素因数分解
素因数分解プログラム
素因数分解するプログラムを作ってみた。プログラムは次のようになる。factors 関数は引数に素因数分解する数をとり、値に素因数分解のリストを返す。
Prelude> seive (x:xs) = x : sieve (filter (\y -> y `mod` x /= 0) xs) Prelude> primes = seive [2..] Prelude> factor n (x:xs) | n `mod` x == 0 = x | otherwise = factor n xs Prelude> :{ Prelude| factors 1 = [] Prelude| factors n = Prelude| let p = factor n primes Prelude| in p : factors (n `div` p) Prelude| :}
実行例は次のようになる。
Prelude> factors 2021 [43,47]
エラトステネスのふるい
先ず素数の無限リストを作るが、その前にエラトステネスのふるいを行う関数 sieve を定義する。

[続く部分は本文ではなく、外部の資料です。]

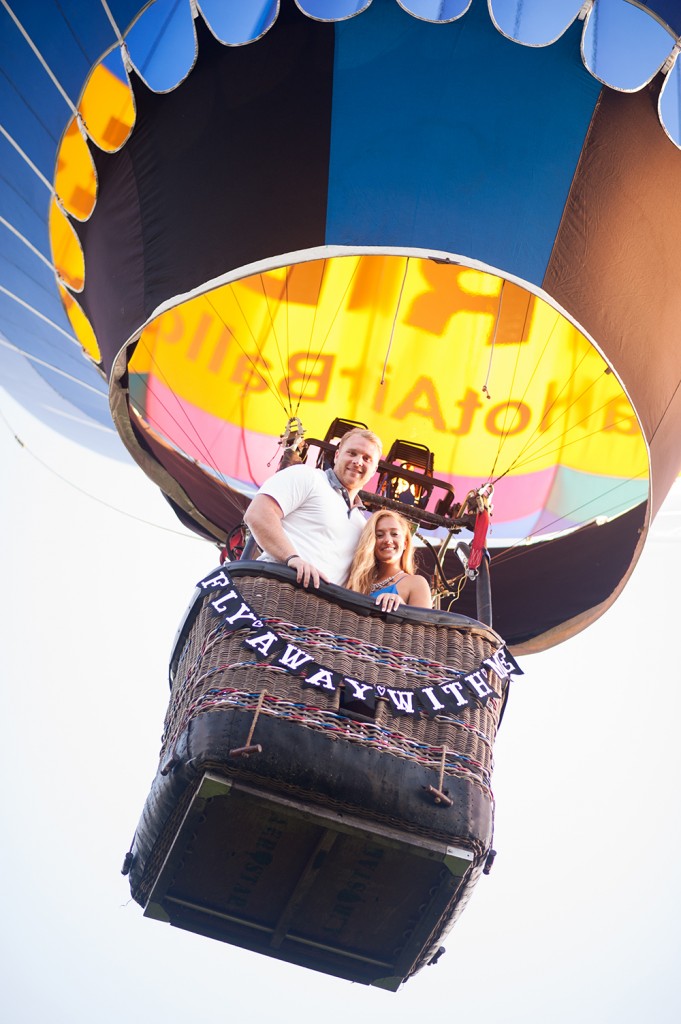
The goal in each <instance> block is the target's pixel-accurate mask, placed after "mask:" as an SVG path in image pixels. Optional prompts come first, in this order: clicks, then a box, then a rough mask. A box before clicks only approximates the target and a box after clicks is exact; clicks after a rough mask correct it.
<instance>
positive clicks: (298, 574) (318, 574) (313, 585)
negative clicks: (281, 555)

sieve (x:xs) = x : sieve (filter (\y -> y `mod` x /= 0) xs)
sieve は引数に数値のリストをとる。値は素数のリストだ。したがって与える数値のリストは先頭に素数を置いた自然数の数列でないといけない。引数の先頭の要素 x が 2 だとするとこれは素数だ。それで x : と素数のリストの先頭に置く x に続く素数のリストは (x:xs) の数列の先頭の x を除いた xs に sieve を関数適用して作る。したがって、
x : sieve xs
で良さそうだが、xs の先頭は素数ではないかもしれない。そこで、xs のうち x で割れないものだけを取り出す。それが次の式だ。
filter (\y -> y `mod` x /= 0) xs
これはエラトステネスのふるいの場合もやっている操作だ。したがって、最終的な定義は冒頭のものと同じだが次のようになる。

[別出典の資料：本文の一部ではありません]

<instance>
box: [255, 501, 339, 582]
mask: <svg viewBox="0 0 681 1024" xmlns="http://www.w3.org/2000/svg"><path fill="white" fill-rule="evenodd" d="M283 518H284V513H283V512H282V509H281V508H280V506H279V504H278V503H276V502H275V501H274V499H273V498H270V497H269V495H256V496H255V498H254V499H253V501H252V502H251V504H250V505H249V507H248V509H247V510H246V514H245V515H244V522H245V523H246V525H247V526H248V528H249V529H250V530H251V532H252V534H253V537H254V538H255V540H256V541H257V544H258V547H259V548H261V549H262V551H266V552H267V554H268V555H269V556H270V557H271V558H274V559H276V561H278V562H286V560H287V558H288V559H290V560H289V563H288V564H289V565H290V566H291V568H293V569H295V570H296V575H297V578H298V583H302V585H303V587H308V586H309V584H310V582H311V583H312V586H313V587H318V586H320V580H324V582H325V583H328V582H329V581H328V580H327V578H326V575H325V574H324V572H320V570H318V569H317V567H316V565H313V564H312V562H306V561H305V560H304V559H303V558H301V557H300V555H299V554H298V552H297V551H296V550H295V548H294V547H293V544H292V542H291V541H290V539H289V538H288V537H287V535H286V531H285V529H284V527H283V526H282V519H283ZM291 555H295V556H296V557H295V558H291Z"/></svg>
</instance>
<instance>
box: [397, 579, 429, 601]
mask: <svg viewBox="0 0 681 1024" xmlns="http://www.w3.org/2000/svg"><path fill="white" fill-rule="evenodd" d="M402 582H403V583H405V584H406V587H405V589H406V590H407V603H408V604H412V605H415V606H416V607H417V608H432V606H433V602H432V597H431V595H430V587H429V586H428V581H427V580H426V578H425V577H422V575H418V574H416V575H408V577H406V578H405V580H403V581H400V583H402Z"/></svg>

sieve (x:xs) = x : sieve (filter (\y -> y `mod` x /= 0) xs)
このふるい関数 sieve を使って素数の無限リストをつくるが、単に無限リスト [2..] に sieve を関数適用するだけだ。
primes = seive [2..]
素因数を求める
素数の無限リストができたので後はそれを使って素因数分解することになる。そこで、最初に自然数 n の素因数の最も小さいものを求める関数 factor を定義する。

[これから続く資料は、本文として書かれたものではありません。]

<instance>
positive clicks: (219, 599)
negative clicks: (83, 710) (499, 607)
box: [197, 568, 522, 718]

factor n (x:xs) | n `mod` x == 0 = x | otherwise = factor n xs
factor は2つの引数をとる。一つは因数を求める数 n だ。もう一つは素因数を小さい順に収めた素数のリストだ。 まずは素数のリストの先頭の要素 x について n を割り切ることができるかを調べる。素数リストの先頭の要素でたまたま割り切れた場合はその先頭要素 x を返す。すなわち、
n `mod` x == 0 = x
である。
n が x で割り切れないときは x を取り除いた xs という素数のリストについて最検索をする。
otherwise = factor n xs
このように素数リスト (x:xs) を先頭から1個ずつ調べることで n の素因数を求めることができる。
素因数分解する
自然数 n のすべての素因数を求める関数 factors は次のようになる。
Prelude| factors 1 = [] Prelude| factors n = Prelude| let p = factor n primes Prelude| in p : factors (n `div` p)
n が 1 のときは素因数はないので factors 1 = [] である。
次は一般的な、自然数 n の場合についても定義してみる。まずは n の最も小さな素因数を求めて p とする。
let p = factor n primes
この p を使って factors の値のリストを作る。まず p はリストの先頭に置く p : だ、その後には n の値を p で割った値の factors のリストが続く。
in p : factors (n `div` p)
この p : factors (n `div` p) が求める素因数分解のリストだ。
複雑なアルゴリズムも、単純なアルゴリズムに分解することによって、コードに落とし込むことができるのが面白い。コードを読むことはアルゴリズムを読むことだ。その際に、記号と一緒に自然言語でアルゴリズムを記述することではるかに理解しやすくなるのがわかる。単なる、コメントではなく、アルゴリズムをしっかりと自然言語で表現することが大切だ。